À côté de ces grands ordres, nombreuses furent les petites communautés hospitalières, organisées autour d’une maison importante mais dont le rayonnement se limitait à une région donnée, tels les grands hospices de pèlerins que furent Roncevaux, Saint-Jacques d’Altopascio ou Aubrac et, surtout, les multiples fraternités semi-religieuses et les confréries laïques consacrant l’essentiel ou une partie importante de leurs activités à l’assistance. « Aumônes », « charités », « tables des pauvres » ont pullulé dans l’Europe du Moyen Âge, fonctionnant sous des formes variées, soumises à des statuts et à des règlements également d’une grande diversité, mais visant toutes à subvenir aux besoins des pauvres, plus particulièrement à leurs besoins corporels sous la forme de « donnes » de nourriture et de vêtements. Des institutions charitables d’un autre type ont également vu le jour autour de la prise de conscience du danger que présentait la traversée des rivières et des fleuves. Des associations de frères et de sœurs « du pont » ont ainsi pris en charge l’entretien, parfois même la construction d’un ouvrage d’art ou le franchissement du cours d’eau par barque et l’accueil des voyageurs dans des hospices situés à proximité, illustrant une hospitalité routière originale, particulièrement représentée le long du Rhône (Lyon, Pont-Saint-Esprit, Avignon).

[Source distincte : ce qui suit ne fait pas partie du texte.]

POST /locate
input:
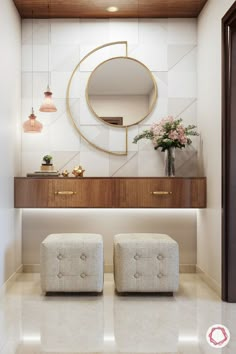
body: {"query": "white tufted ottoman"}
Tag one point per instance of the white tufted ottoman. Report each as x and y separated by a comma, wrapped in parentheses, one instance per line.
(72, 263)
(145, 262)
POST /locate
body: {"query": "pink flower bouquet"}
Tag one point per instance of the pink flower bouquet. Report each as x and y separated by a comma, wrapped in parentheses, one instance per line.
(169, 133)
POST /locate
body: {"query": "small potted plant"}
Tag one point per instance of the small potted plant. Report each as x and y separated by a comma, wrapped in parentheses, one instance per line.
(47, 165)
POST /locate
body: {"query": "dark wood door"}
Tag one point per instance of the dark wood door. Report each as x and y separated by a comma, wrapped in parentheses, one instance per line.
(229, 158)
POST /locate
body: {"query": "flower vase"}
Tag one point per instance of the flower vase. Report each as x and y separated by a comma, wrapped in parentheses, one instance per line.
(170, 162)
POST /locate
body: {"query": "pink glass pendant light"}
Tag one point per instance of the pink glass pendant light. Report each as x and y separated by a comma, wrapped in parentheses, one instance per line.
(32, 125)
(48, 105)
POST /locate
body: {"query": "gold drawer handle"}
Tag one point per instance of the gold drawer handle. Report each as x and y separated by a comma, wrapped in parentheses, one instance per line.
(65, 193)
(161, 193)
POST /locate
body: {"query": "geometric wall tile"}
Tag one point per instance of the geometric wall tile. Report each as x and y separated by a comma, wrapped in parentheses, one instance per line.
(95, 59)
(124, 30)
(64, 57)
(97, 134)
(94, 31)
(40, 56)
(160, 111)
(154, 57)
(65, 159)
(162, 85)
(96, 163)
(65, 31)
(152, 31)
(177, 106)
(188, 63)
(40, 31)
(124, 166)
(150, 163)
(63, 136)
(176, 53)
(182, 84)
(182, 31)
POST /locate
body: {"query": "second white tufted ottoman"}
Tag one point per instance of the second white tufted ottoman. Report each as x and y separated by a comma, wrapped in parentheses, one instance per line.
(146, 262)
(72, 263)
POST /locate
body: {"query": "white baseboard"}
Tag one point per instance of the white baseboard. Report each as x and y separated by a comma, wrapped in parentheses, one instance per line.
(11, 280)
(209, 280)
(31, 268)
(108, 268)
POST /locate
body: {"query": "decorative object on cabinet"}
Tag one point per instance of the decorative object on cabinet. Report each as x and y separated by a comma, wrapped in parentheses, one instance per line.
(47, 165)
(65, 173)
(110, 192)
(44, 174)
(169, 134)
(78, 171)
(48, 104)
(141, 80)
(32, 125)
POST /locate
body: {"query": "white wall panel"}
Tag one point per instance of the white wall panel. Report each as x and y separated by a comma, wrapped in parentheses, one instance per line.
(162, 45)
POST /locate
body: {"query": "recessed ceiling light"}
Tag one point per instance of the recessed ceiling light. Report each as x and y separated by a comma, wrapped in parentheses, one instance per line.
(112, 9)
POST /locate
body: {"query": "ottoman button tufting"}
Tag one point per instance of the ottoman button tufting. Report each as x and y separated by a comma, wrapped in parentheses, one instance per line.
(145, 262)
(66, 261)
(83, 257)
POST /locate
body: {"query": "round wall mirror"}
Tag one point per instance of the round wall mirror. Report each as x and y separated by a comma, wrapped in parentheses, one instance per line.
(121, 91)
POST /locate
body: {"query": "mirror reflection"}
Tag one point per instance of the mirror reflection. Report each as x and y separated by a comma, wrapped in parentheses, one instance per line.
(121, 91)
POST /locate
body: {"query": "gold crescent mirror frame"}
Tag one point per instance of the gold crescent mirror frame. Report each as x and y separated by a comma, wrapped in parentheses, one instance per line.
(121, 91)
(115, 119)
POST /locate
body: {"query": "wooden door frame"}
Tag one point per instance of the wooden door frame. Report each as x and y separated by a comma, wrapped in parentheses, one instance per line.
(228, 262)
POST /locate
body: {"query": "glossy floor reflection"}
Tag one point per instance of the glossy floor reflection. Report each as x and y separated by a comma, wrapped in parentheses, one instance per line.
(31, 323)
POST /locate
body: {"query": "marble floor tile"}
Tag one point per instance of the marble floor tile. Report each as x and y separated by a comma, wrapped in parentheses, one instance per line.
(31, 323)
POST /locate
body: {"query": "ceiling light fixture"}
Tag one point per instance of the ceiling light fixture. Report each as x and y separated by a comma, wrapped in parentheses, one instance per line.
(48, 105)
(32, 125)
(112, 9)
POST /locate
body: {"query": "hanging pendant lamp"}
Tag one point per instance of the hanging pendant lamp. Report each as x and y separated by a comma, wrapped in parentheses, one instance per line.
(32, 125)
(48, 105)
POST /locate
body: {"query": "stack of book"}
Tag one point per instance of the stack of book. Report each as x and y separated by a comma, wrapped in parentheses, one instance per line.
(43, 174)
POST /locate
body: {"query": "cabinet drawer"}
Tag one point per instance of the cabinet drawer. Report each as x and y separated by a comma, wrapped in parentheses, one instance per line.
(80, 193)
(162, 193)
(31, 193)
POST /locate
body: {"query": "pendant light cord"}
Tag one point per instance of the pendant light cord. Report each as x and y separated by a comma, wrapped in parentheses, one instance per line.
(49, 41)
(32, 86)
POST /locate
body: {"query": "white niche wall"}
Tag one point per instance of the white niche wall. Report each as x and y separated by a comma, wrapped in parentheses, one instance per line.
(168, 47)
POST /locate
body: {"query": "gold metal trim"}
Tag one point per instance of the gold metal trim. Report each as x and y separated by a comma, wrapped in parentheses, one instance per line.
(161, 193)
(153, 80)
(68, 100)
(65, 193)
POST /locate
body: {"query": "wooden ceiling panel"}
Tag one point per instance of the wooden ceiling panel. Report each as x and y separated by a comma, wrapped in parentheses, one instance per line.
(98, 8)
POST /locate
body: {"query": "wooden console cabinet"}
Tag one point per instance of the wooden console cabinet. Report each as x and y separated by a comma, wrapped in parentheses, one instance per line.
(110, 192)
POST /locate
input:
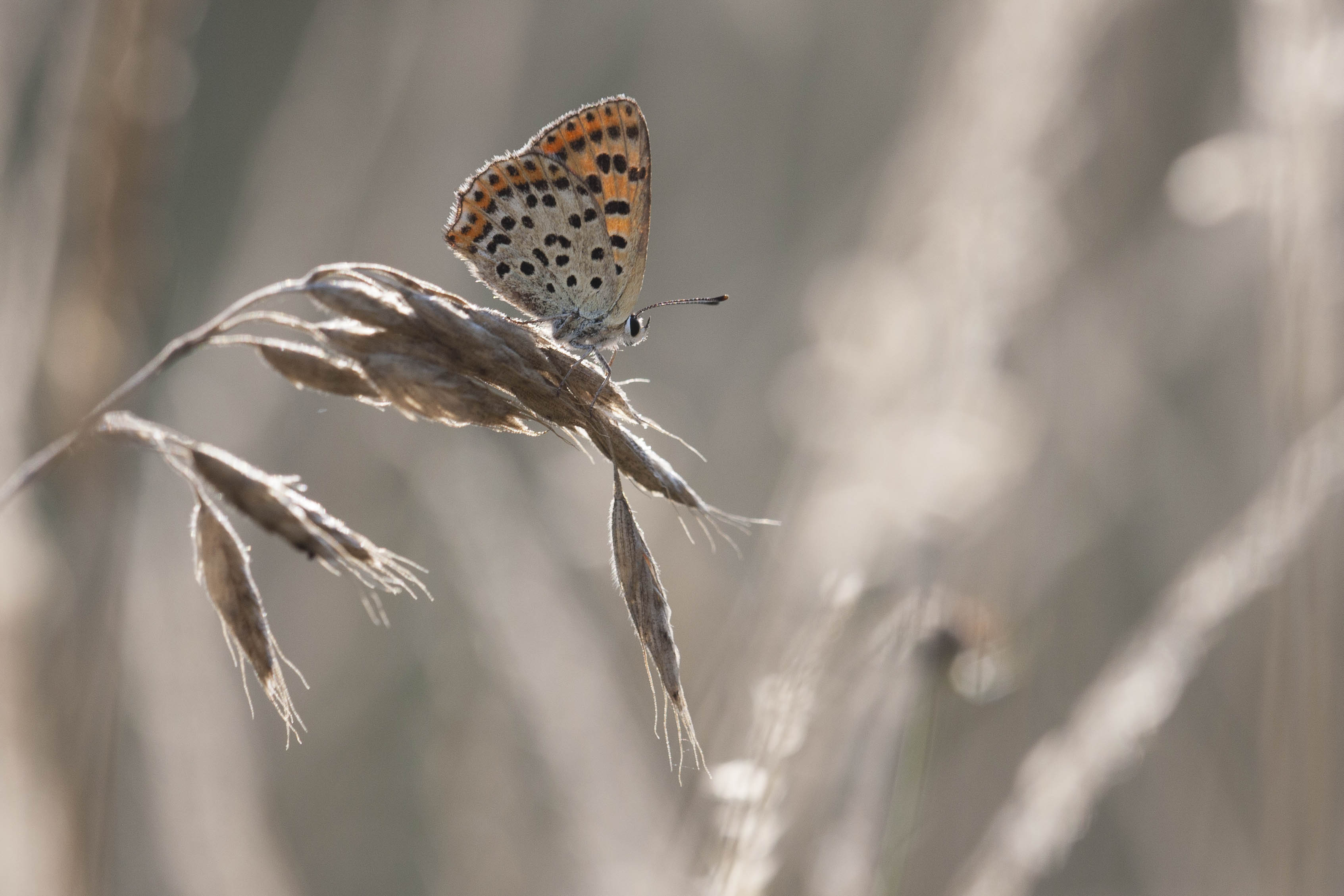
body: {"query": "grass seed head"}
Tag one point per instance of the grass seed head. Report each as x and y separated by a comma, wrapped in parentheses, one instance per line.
(225, 571)
(638, 577)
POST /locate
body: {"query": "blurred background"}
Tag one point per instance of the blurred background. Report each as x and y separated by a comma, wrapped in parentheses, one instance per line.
(1029, 302)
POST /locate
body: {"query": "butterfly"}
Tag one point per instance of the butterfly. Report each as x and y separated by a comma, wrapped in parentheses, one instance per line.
(561, 227)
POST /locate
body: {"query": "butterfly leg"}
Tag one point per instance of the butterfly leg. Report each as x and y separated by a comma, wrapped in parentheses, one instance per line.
(607, 366)
(581, 359)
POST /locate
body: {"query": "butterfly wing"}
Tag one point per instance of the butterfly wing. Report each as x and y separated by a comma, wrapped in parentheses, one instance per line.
(526, 226)
(607, 147)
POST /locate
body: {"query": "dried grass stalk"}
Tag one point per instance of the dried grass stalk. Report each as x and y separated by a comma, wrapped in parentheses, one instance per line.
(310, 367)
(276, 504)
(638, 575)
(438, 356)
(225, 571)
(1069, 770)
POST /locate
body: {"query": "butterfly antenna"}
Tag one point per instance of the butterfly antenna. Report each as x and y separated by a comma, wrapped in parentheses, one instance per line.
(714, 300)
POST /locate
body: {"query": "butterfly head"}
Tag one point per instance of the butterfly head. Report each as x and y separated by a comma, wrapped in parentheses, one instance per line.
(636, 330)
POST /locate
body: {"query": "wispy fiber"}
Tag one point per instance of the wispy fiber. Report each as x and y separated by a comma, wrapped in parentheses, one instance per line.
(636, 574)
(277, 506)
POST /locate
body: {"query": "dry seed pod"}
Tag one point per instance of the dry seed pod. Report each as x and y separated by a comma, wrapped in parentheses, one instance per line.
(225, 571)
(421, 390)
(275, 504)
(638, 575)
(310, 367)
(351, 295)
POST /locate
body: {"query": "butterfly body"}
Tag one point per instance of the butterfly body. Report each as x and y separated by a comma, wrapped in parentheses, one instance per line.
(561, 227)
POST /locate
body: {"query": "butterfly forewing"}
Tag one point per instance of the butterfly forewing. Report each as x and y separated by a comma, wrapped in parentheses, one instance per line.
(607, 148)
(529, 229)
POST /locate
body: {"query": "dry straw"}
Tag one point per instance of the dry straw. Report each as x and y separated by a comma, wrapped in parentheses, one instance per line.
(393, 340)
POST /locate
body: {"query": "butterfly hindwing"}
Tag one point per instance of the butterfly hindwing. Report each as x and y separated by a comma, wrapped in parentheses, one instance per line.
(527, 229)
(607, 148)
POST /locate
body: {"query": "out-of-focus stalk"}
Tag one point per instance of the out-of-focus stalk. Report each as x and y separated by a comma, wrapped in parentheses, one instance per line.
(908, 426)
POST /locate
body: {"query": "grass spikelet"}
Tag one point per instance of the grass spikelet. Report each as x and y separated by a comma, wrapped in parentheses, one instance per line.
(638, 575)
(276, 504)
(421, 390)
(225, 571)
(313, 369)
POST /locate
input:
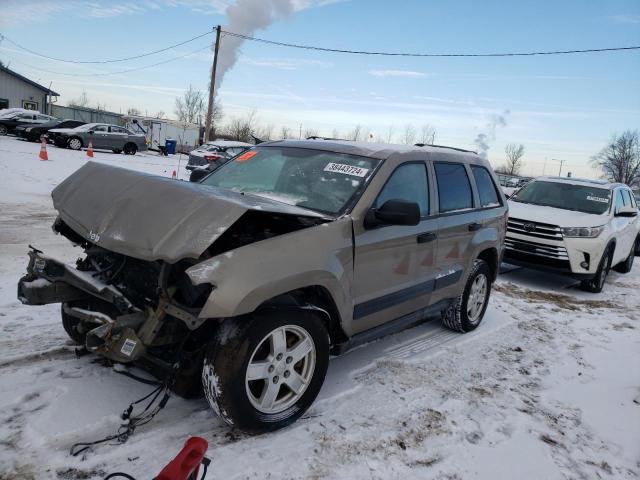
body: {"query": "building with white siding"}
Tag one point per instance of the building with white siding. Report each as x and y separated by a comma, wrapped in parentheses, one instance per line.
(17, 91)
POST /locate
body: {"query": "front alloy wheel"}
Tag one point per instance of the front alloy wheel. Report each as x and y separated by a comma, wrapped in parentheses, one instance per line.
(264, 370)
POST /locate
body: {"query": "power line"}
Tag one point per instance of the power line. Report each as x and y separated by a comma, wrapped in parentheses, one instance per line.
(398, 54)
(4, 37)
(104, 74)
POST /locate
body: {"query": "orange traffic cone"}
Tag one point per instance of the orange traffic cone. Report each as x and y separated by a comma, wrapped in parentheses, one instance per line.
(43, 151)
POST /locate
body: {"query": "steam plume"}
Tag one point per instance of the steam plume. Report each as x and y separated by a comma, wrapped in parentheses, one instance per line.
(245, 17)
(485, 137)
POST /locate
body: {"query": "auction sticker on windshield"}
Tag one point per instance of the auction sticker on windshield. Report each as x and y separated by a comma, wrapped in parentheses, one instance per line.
(597, 199)
(346, 169)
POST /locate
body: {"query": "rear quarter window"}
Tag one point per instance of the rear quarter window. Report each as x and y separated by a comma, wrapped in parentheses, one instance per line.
(486, 188)
(454, 188)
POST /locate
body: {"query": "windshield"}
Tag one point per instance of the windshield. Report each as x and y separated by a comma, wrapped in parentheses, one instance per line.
(322, 181)
(581, 198)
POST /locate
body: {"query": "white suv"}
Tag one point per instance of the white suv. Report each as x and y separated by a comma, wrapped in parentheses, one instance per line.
(577, 227)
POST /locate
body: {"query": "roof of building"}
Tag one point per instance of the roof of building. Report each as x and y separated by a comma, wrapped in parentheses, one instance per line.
(26, 80)
(367, 149)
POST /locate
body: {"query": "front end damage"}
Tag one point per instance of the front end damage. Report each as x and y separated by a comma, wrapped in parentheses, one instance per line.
(130, 297)
(113, 325)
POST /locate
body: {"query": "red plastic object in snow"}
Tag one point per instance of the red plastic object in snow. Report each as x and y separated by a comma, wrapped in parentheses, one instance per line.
(185, 465)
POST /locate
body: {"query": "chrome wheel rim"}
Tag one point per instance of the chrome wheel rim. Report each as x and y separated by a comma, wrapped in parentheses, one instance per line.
(477, 298)
(280, 369)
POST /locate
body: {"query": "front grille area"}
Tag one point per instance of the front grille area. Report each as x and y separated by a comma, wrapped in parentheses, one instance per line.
(554, 256)
(534, 229)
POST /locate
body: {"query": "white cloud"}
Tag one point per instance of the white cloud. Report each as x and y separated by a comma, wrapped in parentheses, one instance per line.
(627, 18)
(397, 73)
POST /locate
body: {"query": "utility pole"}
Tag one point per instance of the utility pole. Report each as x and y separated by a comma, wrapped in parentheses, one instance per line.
(212, 85)
(561, 163)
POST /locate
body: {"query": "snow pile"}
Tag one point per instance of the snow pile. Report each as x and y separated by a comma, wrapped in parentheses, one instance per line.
(547, 388)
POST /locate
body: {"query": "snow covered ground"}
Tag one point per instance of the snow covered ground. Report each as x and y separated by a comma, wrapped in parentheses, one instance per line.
(547, 388)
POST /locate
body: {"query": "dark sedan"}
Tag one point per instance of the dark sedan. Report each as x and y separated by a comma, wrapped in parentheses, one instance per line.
(34, 133)
(8, 124)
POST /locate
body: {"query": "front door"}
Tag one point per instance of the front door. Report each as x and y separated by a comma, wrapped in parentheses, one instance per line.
(456, 225)
(394, 264)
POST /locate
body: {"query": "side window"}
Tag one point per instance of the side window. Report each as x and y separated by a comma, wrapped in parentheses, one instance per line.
(408, 182)
(619, 200)
(486, 187)
(454, 189)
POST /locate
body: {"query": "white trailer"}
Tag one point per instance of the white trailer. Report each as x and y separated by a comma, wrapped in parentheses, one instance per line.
(158, 130)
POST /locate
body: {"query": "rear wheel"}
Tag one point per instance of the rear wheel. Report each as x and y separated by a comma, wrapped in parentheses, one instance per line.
(627, 265)
(596, 284)
(263, 371)
(130, 149)
(467, 311)
(75, 143)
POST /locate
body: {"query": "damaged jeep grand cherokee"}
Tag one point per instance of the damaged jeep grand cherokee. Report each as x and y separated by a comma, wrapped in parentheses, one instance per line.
(250, 279)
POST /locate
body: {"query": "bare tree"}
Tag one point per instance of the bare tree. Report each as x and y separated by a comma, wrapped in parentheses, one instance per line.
(427, 135)
(82, 101)
(409, 135)
(514, 154)
(190, 106)
(310, 132)
(241, 128)
(355, 133)
(620, 159)
(390, 133)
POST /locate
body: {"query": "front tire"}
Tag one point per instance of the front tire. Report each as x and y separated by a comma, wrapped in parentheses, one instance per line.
(264, 370)
(596, 284)
(130, 149)
(467, 310)
(74, 143)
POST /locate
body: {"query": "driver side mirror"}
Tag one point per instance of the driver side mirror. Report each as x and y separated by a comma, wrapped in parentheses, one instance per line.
(393, 212)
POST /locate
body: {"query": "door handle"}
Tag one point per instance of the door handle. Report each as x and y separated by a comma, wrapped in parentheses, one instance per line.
(426, 237)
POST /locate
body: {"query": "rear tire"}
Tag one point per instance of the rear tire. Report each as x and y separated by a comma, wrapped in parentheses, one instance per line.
(467, 310)
(283, 347)
(596, 284)
(627, 265)
(130, 149)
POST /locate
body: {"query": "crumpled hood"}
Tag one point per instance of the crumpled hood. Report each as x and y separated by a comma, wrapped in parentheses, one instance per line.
(555, 216)
(150, 217)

À l’action de ces structures associatives à finalité d’assistance, institutionnalisées et de plus en plus municipalisées, s’ajoute un foisonnement d’initiatives individuelles, allant de la fondation d’un hôpital par un riche personnage à l’institution des « pauvres du christ » comme légataires universels, de l’entretien par un prince ou un prélat d’une aumônerie à une aide devant les tribunaux offerte gratuitement par un juriste miséricordieux.

Les réponses que le Moyen Âge a ainsi apportées au défi social et religieux représenté par la présence de la misère, au sein d’une frange de la population plus ou moins large selon les lieux et les époques, ont donc été multiples. Développés dans le contexte du grand élan de prospérité qui a caractérisé les XIIe et XIIIe siècles européens, stimulées par l’éveil des consciences que provoquait la parole des prédicateurs, les institutions d’assistance, comme tous les autres gestes et comportements venant illustrer la caritas, la loi d’amour évangélique, furent aussi pour le monde laïc, et face au clergé, une voie d’accès au contrôle partiel du sacré et à une responsabilisation accrue du chrétien devant son salut.